O delegado que comandou a operação, Daniel Peixoto, disse à agência Amazônia Real que a Associação Curupira, comandada por Nelson Bispo dos Santos, havia dividido a terra indígena em 328 lotes de 2.000 por 4.000 metros quadrados. A maioria dos lotes, segundo o policial, não estava ocupado por posseiros. “O Nelson Bispo era reincidente na prática [de grilar terras públicas]. Ele tem 10 anos que faz esse tipo de crime. Ele apostava na impunidade. Tratava com desdém a atuação dos órgãos de fiscalização”, afirmou o delegado Peixoto. Ele destacou que, apesar das 14 prisões, as investigações sobre os crimes praticados na TI Uru-Eu-Wau-Wau continuam em curso.

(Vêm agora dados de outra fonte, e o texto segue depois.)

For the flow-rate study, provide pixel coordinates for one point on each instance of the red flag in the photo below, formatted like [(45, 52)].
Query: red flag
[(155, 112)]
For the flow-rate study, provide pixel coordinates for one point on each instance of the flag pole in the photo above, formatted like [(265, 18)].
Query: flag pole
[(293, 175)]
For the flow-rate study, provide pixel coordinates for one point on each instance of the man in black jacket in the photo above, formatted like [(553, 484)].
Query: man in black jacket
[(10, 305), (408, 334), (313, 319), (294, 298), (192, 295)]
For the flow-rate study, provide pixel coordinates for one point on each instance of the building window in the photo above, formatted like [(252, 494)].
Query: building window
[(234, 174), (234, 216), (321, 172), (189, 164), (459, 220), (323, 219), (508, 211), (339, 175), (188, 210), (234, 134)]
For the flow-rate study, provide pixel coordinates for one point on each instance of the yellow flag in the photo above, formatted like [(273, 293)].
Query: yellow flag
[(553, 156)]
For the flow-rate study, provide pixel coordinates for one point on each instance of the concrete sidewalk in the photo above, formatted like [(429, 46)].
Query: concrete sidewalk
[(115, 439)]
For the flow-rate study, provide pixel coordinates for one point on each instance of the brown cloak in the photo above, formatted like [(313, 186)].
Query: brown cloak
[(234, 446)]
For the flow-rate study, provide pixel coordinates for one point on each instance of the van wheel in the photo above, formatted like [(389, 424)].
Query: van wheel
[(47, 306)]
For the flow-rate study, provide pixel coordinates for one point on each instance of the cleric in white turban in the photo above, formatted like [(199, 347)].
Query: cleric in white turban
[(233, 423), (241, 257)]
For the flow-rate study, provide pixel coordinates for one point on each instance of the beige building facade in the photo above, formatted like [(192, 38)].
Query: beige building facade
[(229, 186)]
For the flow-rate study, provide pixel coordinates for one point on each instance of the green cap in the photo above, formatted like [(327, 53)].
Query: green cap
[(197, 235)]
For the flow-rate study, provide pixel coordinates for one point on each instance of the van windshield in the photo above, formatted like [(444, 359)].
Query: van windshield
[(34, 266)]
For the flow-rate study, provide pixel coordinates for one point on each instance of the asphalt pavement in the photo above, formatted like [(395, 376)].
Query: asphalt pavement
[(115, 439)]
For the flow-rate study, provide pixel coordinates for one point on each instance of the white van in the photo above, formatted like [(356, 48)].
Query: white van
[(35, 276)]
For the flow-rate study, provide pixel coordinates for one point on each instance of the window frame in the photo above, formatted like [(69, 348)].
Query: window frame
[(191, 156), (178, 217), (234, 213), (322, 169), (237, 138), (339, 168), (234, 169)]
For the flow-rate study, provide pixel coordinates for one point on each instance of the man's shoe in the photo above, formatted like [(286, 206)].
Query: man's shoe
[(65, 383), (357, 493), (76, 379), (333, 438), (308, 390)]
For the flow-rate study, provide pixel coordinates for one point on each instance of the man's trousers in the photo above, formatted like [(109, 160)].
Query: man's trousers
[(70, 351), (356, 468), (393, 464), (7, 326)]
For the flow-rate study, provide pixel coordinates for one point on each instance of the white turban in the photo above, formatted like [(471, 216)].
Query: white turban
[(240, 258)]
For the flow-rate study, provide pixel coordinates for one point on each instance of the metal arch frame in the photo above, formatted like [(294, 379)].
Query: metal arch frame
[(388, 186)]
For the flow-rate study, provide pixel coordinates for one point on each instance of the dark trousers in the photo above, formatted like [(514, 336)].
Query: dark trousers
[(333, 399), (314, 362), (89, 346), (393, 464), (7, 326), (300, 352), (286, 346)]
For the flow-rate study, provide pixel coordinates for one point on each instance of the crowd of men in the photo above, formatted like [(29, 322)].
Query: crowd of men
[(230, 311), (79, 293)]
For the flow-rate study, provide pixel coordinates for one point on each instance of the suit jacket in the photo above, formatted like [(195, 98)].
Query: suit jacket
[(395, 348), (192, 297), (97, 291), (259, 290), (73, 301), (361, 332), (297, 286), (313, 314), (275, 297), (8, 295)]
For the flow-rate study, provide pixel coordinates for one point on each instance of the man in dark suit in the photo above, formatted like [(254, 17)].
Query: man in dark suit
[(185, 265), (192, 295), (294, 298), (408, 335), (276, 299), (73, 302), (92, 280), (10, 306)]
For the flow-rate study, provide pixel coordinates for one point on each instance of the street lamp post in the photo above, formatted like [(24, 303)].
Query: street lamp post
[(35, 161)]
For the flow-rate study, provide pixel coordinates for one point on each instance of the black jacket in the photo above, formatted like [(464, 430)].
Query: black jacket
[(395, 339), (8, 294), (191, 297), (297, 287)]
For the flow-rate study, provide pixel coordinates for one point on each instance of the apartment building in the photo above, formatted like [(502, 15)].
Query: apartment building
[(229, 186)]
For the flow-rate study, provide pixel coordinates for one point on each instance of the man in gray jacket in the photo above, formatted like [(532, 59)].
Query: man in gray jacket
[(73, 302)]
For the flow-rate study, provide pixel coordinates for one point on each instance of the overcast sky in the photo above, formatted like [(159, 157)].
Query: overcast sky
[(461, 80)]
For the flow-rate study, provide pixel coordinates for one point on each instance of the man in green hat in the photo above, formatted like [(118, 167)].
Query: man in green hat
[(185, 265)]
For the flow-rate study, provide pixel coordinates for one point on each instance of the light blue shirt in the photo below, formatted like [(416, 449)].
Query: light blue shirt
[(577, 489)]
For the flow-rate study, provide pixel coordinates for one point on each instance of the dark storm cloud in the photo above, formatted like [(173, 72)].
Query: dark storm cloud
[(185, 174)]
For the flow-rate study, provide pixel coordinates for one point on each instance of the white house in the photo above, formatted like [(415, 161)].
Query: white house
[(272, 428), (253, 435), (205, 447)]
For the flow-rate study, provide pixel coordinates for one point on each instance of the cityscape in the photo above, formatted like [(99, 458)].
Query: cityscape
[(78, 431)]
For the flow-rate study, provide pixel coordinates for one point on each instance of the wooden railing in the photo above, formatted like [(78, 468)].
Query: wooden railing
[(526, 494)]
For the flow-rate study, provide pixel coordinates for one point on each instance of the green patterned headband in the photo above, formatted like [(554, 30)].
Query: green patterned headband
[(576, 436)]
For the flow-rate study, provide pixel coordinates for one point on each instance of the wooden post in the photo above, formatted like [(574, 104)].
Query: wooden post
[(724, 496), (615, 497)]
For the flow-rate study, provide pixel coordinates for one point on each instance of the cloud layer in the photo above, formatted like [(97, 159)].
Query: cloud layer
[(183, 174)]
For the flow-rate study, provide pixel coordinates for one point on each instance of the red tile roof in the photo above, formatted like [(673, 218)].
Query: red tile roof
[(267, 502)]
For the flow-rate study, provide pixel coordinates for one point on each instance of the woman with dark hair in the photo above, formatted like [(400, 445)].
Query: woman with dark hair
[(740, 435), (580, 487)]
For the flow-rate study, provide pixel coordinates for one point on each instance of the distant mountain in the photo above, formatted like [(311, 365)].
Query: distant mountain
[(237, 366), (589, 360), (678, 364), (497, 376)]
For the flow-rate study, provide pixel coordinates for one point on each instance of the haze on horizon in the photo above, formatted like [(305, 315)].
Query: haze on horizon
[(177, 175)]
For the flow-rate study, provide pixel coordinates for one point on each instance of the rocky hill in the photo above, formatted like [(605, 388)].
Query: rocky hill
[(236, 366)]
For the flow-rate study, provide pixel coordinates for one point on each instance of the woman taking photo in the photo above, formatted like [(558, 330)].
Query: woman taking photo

Conforme a investigação independente dos índios Uru-Eu-Wau-Wau, estariam acampados irregularmente dentro da terra indígena de 800 a 5.000 pessoas, aguardando a regularização de lotes pelo Instituto Nacional de Colonização e Reforma Agrária (Incra). As quadrilhas haviam desmatado mais de 1.000 hectares (ou 10.000 metros quadrados) de floresta da reserva.

A área desmatada da terra indígena fica no limite do Projeto de Assentamento Burareiro, criado nos anos 1970 pelo Incra. O projeto é considerado ilegal pela Funai, que ingressou com uma ação que tramita na Justiça Federal desde a década de 70. Por causa do conflito agrário, a reserva passou a ser alvo de invasões e especulação imobiliária nas regiões de Ariquemes e Monte Negro (distantes 250 km de Porto Velho).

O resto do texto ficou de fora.